先週末日曜日、今週末日曜日はまつうら歯科医院でAdvanced Course 2022 第8回、Basic Course 2022 第10回が行われた。

テーマはこの二つ合わせて生活歯髄療法である。

私が倒れる前に北欧歯科と共催で東京で行った話を2つに分けている。

なぜか?と言えば、子供の治療をする臨床家は少ないし根未完成歯の根管治療などもはや誰もしないからからである。

特に歯内療法においては少ない。

私の知り合いで子供の治療をしているのは多分、私だけだろう。

ということで子供には免疫がない?とも思われている歯内療法専門の歯科医院だがうちには今月でも小1の女の子、小3の女の子が患者さんとして来院している。

一人は経過観察でもう一人は根管治療(Apexification)になった。

が、アメリカに留学すると週1回、PIDO TIMEという地獄の?スケジュールが組み込まれる。

なので子供の治療は私は苦手ではない。

福岡市内の小児歯科に勤務もしていたし、である。

テーマはBasic Course 2022ではVPT全般(VPTに対するKey Articleの解説, Indirect Pulp Capping, Direct Pulp Capping, Partial Pulpotomy, Full Pulpotomy)を、Advanced Course 2022ではApexogenesis, Apexification, Regenerationを解説した。

この二つのコースに出れば話が完結するようにしている。

なので興味がある方は、Advanced Course 2023の受講をお勧めします。
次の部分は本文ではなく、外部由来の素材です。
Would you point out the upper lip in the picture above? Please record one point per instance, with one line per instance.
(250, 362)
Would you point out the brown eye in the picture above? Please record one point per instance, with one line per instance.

残り2名で締め切りになります。

ということで、まずはBasic Courseの解説から。

このような状況であなたはどういう治療を提案するだろうか?

患者さんは妊婦で不妊治療の末に妊娠している患者さんである。

根管治療を他院で強く勧められたそうだ。

が、痛くもないのになぜ神経を取らないといけないのか?という強い疑問があり私の歯科医院を訪れていた。

また治療する上で、下顎の第2小臼歯の構造は頭に入っているだろうか?

そしてオトガイ孔が近くにあるが大丈夫だろうか?

そして妊婦にあなたはどういう麻酔薬を選択するだろうか?

そして何本まで麻酔を行っていいのだろうか?

全て答えられるだろうか?

と言えば、

保険医では無理

である。

科学よりも金銭を重んじている人々には一生理解できない話だろう。

話を戻そう。

VPTを理解する上で重要なのは歯髄の構造の違いである。

詳細は難解な本として著名なDental Pulpにある。

下の絵が意味するところは何だっただろうか?

この絵が示すことは、

年齢に抗う治療を施すことはできない

という客観的な事実である。

この話をしていると、

俺は違う

俺はできる

俺はそうは考えない

という頭の硬い人に出会うことが多い。

そのような人には以下の文献を読むことを勧めよう。

Koopaeei 2016 General dentists’, pediatric dentists’, and endodontists’ diagnostic assessment and treatment strategies for deep carious lesions: A comparative analysis

それはあなたがそれでいいならそれでもいいが、それが患者利益を反することになる可能性が高いことが書かれている。

このことを注視しなくてはならない。

学んだことの違いが臨床に如実に表されるのがこの治療の特徴だ。

が、それでも老年者でも成功している!という文献もある!という人もいる。

それに対する答えは以下である。

が、日本の現状は多くの場合成人の虫歯の治療でVPTを施している。

ではその成功率はどれくらいだろうか?

この文献でのFull Caries Excavationというのは、露髄しないように全てのカリエスを除去するという治療方法である。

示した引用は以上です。